Sylvia’s horse fantasy was pushed aside. The stables that came with the property stood empty. Just paying the bills was tough, never mind supporting an expensive equestrian hobby. Tommy had once been handsomely paid working in IT. She, too, made a good income from her job as a theatrical agent in New York. Yet both of them decided to turn their lives around, to live at one with nature and explore their creativity. Lord knows, she’d read enough movie scripts. She knew the format. She could write one too. Why not? And Tommy had always dreamed of being a photographer. They packed it all in, packed it all up, and drove out West to rolling skies and nights the color of indigo. They could live like cowboys, fulfill their dreams, and then sell the house in a few years with a nice chunk of profit if things didn’t work out. They could always return to their old jobs in New York. Or even start up afresh in California.
But neither they, nor the world, saw the recession like a sly fox waiting to pounce. Neither knew the extent of elbow grease a rural place demanded—the extra costs like a new septic system, the plumbing, and replacing the fire-hazardous wiring. Sylvia had imagined that Tommy (with his hardy, worked-out physique) would be the consummate Fixer-Upper and embrace chopping wood for the greedy stove all winter. She was wrong. He grew tired of their project; even the knotty pine doors and cedar-lined closets ceased to thrill him. The twenty-two feet cathedral ceilings that made them whoop with joy when they first set eyes on the house now spelled out C.O.L.D in cruel capital letters. The wrap-around porch made of redwood decking no longer held the most beautiful view on earth, because when December came the view was home to icy-tipped mountains that gnawed their bones with a walloping wind.

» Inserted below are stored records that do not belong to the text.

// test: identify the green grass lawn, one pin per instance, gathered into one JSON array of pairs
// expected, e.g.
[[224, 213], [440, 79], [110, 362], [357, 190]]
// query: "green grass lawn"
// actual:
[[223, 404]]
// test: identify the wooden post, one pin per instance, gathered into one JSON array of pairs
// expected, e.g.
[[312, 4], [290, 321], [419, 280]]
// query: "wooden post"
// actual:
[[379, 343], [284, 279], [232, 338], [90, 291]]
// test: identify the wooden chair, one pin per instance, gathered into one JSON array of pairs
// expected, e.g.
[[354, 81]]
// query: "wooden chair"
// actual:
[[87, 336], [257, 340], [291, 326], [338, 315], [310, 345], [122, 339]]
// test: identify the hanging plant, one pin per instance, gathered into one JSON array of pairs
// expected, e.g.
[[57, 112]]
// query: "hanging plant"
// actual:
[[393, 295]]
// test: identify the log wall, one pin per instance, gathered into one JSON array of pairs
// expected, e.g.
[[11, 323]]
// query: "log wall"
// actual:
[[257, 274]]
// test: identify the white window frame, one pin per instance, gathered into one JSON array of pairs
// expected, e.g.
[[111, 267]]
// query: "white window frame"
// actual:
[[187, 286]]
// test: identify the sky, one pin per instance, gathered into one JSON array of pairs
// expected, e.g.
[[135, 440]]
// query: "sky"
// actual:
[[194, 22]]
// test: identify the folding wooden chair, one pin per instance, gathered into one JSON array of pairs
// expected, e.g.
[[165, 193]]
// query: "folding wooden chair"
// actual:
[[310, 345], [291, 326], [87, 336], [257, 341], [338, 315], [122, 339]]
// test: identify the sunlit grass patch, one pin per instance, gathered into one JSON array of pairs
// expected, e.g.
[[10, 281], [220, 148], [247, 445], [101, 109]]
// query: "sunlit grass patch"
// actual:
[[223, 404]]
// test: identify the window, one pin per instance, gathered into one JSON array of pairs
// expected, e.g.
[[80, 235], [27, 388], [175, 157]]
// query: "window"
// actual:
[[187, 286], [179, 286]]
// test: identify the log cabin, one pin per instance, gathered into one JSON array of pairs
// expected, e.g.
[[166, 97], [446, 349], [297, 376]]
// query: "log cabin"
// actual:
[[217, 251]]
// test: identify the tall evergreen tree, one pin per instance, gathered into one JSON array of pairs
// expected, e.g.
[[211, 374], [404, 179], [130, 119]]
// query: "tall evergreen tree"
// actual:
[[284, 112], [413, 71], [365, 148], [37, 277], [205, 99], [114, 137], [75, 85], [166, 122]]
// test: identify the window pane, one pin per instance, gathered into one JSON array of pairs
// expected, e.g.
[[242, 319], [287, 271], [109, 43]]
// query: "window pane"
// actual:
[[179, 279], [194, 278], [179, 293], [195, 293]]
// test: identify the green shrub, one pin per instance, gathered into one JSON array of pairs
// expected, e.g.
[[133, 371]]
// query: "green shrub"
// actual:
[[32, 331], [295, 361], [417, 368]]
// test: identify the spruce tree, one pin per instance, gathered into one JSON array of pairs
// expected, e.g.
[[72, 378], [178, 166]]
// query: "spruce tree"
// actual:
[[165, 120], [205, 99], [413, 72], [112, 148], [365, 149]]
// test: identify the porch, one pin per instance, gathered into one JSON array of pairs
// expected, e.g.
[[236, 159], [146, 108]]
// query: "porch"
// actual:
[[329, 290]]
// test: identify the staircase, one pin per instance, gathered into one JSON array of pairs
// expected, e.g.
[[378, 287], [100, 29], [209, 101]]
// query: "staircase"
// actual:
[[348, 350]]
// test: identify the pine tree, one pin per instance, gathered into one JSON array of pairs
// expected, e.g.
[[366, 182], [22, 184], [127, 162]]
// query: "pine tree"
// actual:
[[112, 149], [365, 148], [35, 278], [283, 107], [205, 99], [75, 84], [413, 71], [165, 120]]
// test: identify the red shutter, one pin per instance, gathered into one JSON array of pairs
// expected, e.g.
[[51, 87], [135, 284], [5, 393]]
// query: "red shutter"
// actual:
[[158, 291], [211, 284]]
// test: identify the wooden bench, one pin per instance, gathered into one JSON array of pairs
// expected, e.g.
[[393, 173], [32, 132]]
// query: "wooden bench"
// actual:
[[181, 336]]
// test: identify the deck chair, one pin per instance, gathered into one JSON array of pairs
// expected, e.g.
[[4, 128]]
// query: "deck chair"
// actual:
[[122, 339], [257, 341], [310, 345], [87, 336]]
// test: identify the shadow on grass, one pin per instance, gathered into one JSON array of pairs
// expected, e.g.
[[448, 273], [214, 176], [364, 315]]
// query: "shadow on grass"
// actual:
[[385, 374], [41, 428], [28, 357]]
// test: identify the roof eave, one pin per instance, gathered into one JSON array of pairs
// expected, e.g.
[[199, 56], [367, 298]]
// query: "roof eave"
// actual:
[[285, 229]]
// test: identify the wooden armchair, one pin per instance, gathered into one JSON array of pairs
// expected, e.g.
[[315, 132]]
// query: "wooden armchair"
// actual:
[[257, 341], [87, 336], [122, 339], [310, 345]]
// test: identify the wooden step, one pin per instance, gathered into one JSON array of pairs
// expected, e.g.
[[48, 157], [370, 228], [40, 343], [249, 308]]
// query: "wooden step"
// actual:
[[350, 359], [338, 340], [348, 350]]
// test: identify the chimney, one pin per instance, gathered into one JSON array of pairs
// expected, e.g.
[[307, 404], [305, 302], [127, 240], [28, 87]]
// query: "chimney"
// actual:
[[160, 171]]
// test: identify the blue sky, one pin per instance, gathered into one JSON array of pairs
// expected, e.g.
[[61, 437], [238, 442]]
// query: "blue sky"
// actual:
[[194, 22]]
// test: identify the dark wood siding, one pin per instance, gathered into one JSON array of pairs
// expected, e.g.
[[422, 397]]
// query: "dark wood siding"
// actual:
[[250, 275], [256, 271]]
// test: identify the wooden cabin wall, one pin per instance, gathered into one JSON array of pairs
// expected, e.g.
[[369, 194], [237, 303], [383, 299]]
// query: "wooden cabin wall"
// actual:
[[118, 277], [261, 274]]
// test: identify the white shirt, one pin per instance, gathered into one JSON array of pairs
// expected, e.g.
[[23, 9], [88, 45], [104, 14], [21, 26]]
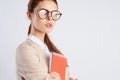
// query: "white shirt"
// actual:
[[42, 45]]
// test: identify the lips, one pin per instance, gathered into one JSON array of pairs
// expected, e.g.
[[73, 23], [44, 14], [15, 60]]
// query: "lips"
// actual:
[[48, 25]]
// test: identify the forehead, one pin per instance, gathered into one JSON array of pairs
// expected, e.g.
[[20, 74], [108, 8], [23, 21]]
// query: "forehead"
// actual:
[[49, 5]]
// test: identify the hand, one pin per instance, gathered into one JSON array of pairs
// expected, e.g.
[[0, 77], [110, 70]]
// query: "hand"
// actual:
[[72, 78], [54, 75]]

Then spring and summer would arrive and life was blissful again. Wild flowers sprinkled themselves like daytime stars across the hills, skies sang deep blue, and sparkling rivers were brimming with trout. But the joy all this brought was tempered by the Big Winter Threat lurking around the corner. Pretty summer days were interrupted by frosty visions of what was to come around again. She, Tommy, and Grace were caught in a never ending eddy, round and round they went as if they were in a little canoe looking out over gushing white water, stuck by the danger around them. If they sold, they’d lose every penny. They’d sunk all they had into this house. Besides, where would they live? They’d have to start from scratch and rent again. But there weren’t any jobs anymore, how would they make the rent? Tommy’s salary was history. So were the jobs. The IT world moved so swiftly, with thousands of wiz-kids jumping aboard the train every month that, even at thirty-two, Tommy seemed like a dinosaur. And he’d been out of touch, out of circulation. Getting another job, even with a pay decrease, was not an easy task. The theatrical agency Sylvia worked for had been bought out by one more powerful. Many of her old colleagues had been fired and her contacts were now spread thin.
Sometimes, she dreamed of her little family moving to Europe but Tommy wouldn’t hear of going back. Besides, the dollar was as weak as “an ex-Marine Colonel dying of cancer,” he said. Once a force, it now grappled to survive.
She and Tommy had also been a force, and were now grappling to survive.
So they soldiered on. Perhaps this disillusionment was what had caused the Bel Ange fantasy to hatch. A distraction, like looking at porn or sports cars. Living in a two-dimensional daydream world. Something to ease the stress for a thirty-something male who’d bitten off more than he could chew.